Zonguldak Resim Günlerinin 4’ncüsü Karaelmas Ressamlar Topluluğu oluşumunun bu yıl da devam etmesi sayesin de gerçekleştirilebildi. Buna işaret etmek önemli.
Resim sanatı açısından nerede olduğumuz hakkında bu önemli saptama cümlesini kurmak gerekirdi. Zonguldak Merkez’de, (kurs ve okul çalışmaları sene sonu sergilemesi dışında), amacı resim sanatının içinde hareket etmek olan ve varsayılarak da olsa resim sever bir kitle ile buluşmak niyetinde bir etkinlik görmek yıl içinde çok zor.
Hatta bu yıl resim atölyesini sergi salonuna çeviren BKM yönetiminin ilk resim sergisi tercihleri bile Alaplılı, Çaycumalı ressamların sergisini açmak oldu. Merkez’de ressam kıtlığı varmış gibi!

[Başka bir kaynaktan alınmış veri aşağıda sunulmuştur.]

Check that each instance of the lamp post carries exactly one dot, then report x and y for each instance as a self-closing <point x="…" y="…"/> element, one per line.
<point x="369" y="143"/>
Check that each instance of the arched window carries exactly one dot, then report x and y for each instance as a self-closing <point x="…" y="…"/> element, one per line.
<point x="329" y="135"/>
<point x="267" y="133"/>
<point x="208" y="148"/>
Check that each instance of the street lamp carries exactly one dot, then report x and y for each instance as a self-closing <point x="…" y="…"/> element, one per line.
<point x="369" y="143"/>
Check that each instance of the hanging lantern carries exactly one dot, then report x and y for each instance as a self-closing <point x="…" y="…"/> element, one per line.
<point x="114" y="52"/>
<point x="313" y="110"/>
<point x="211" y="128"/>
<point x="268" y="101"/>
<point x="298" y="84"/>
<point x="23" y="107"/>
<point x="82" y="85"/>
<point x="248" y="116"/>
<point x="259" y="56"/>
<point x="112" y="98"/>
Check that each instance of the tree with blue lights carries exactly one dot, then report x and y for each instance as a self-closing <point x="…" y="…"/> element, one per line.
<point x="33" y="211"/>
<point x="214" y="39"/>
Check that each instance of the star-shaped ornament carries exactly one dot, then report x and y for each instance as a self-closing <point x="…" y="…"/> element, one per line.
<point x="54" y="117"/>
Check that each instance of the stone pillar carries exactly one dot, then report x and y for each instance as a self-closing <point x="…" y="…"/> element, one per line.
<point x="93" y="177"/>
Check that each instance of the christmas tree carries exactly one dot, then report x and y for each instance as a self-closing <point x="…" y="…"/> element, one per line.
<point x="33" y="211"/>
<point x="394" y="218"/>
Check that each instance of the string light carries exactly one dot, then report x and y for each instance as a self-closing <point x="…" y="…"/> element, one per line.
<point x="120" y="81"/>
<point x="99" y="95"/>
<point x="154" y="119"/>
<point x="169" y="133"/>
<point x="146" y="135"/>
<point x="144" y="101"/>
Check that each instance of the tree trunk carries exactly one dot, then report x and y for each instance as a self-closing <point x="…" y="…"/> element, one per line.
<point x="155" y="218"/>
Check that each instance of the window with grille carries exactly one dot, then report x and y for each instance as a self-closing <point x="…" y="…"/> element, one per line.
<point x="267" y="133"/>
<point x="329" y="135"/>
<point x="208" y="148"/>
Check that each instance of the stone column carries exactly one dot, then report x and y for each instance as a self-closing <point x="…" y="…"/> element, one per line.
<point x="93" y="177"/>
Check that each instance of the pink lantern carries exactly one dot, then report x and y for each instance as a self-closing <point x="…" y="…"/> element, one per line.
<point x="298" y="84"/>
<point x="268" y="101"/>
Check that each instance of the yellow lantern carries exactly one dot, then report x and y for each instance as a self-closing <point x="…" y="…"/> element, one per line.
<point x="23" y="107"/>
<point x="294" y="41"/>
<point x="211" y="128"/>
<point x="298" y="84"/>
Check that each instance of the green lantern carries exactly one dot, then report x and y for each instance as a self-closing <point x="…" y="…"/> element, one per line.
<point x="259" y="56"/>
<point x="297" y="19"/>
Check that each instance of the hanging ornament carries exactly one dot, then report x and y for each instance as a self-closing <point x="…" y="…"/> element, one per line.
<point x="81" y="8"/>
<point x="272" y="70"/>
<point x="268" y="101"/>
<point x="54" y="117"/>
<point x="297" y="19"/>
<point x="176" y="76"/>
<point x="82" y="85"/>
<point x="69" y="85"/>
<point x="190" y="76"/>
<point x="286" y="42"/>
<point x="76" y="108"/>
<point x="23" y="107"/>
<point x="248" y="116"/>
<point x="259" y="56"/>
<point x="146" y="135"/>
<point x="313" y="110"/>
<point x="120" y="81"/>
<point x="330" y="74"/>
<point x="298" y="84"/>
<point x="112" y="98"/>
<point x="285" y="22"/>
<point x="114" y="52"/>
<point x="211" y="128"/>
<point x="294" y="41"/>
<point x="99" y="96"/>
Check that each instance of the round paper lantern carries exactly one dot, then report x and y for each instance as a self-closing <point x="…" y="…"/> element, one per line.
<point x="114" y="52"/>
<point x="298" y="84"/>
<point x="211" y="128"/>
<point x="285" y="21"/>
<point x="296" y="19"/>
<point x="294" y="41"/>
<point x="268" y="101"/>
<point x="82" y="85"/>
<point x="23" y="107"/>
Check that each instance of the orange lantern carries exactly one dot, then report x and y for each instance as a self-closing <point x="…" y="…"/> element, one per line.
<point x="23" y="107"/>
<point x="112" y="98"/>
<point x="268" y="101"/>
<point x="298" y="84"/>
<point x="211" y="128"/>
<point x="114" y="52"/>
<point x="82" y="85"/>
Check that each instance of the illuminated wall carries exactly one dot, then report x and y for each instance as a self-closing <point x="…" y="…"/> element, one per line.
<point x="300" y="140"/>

Bu maalesef ZOKEV’lilerin birçok kurumda eskiden beri gördüğümüz Zonguldaklı olunca önemsiz, dışardan gelince şaheser gibi bakma takıntısının bir yansımasıydı. Artık BKM’nin ZOKEV kontrolünde bir yer olduğunu söylemeye gerek yok.
…
Zaten biz niye bu kadar okuduysak? Siyasetçilerin peşinde koşmak yeterli imiş oysa!
BKM ve ülkede ki bütün amacı kamu yararına olan sanat kurumlarının sorunu bu. Türkiye’de her şeyin siyasallaşması ortaya siyasetçiye bağımlılık durumunu çıkarıyor.
Bağımsız hareket etmek yok. Sanatın kendi içindeki işleyiş mantığını savunan bir anlayış ile tanışmamış olmak sanatçılar arasında bile tuhaf durumlar oluşturuyor.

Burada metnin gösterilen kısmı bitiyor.